Remembering our heroines

By Cluttered Denouncer

Yesterday, I was surfing through the TV channels when I saw a song sung by the girl who won Derana Dream Star II. My cousin, who was dozing off on a chair nearby, said the song was her first since winning and that it was about soldiers and I listened.

 It did talk about soldiers, addressing them as brothers and fathers and I wondered… “Why female soldiers weren’t included???”  Is it because when you compare the death toll, the male count is higher than the female? Or is it because that the word -‘soldier’ denotes men, that the lyricist thought it unnecessary to mention female soldiers???

 Well, the video of the said song included images of handing over of houses to soldiers and their families. There is the mother and the wife and the child of a soldier who died in the battlefield and the singer hands over the keys to their new home.

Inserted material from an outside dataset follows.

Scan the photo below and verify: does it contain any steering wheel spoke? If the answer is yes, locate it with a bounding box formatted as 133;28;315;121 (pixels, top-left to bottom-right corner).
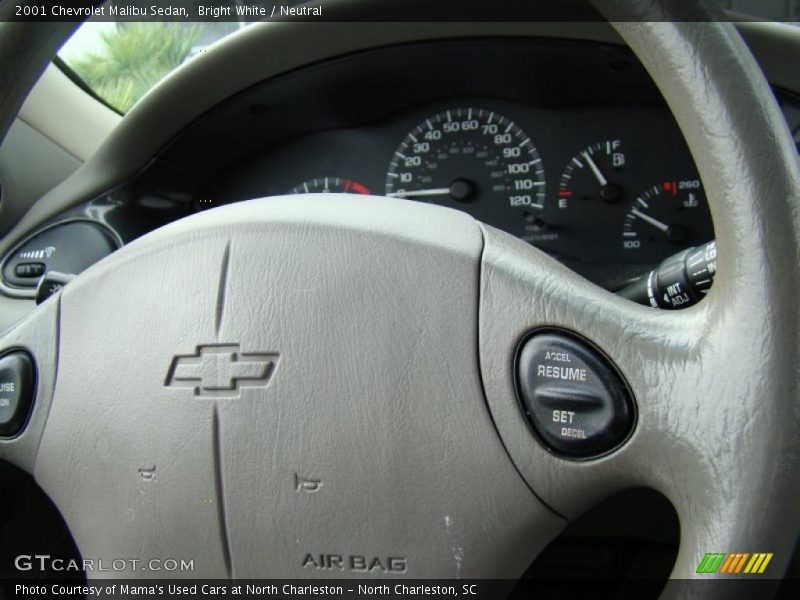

But no female soldiers are present.  What about the parents and husbands and children of female soldiers? Is it so easy to forget the women at war? Do they want to give the idea that Lance Corporal M. Rupawathi, the first female soldier to die at war in Sri Lanka, is not considered along with her male colleagues?

 It’s not that we women have our mark in history as soldiers - 800,000 women served in the Red Army in World War II alone.  Russia has a long tradition of sending women to war, such as the Sniper Super Star Lyudmila Pavlichenko, one of history’s greatest snipers, who was personally involved in killing three hundred Nazis in less than a year. The adopted daughter of Mustafa Kemal Ataturk, founder of the modern Turkey, Sabiha Gökçen, became the first female combat pilot way back in 1937.

 In the United States and Australia armed forces are now around 15% for women. Canada, with their strong favour for women in the military in terms of combat-related roles, opened the doors to women in 1982, while Danish women have been serving in the armed forces since 1934! In Eritrea, there is a compulsory year and a half of military service for both men and women. In the Eritrean-Ethiopian War (1998-2000) a quarter of the Eritrean army were women.

 Women have been accepted into the Sri Lankan Air Force since 1972, and the Army since 1979, with a few restrictions on direct combat roles. The Tamil Tigers, of course, had their own women.  Five hundred women are selected every year to volunteer for the Finnish Army, and adding up to about 35,000 active personnel all together. India sent the first all-female UN peacekeeping force to Liberia in 2007.

 Many EU countries are open for female soldiers but Spain has more women serving in the Army than any other country in the EU.  In Libya, as is well known, Colonel Gadaffi, has an elite bodyguard of women known alternatively as “the Amazonian Guard” or “the Revolutionary Nuns”. Nepal’s army is about 5% female, but during the Maoist insurgency the Communist Army was about a third female, and the Communists are still arguing for more women in the military.

 Women can serve in any military role in New Zealand but there’s barely 9,000 people overall in the New Zealand defence forces.   Perhaps --perhaps-- it made sense to rule out women when warfare was a bunch of guys with swords charging into each other but not since the arrival of repeating rifles and automatic weapons.

A rifle is a rifle, whether a man carries it or a woman. And I think it’s time we give equal credit to ALL the war heroines and heroes.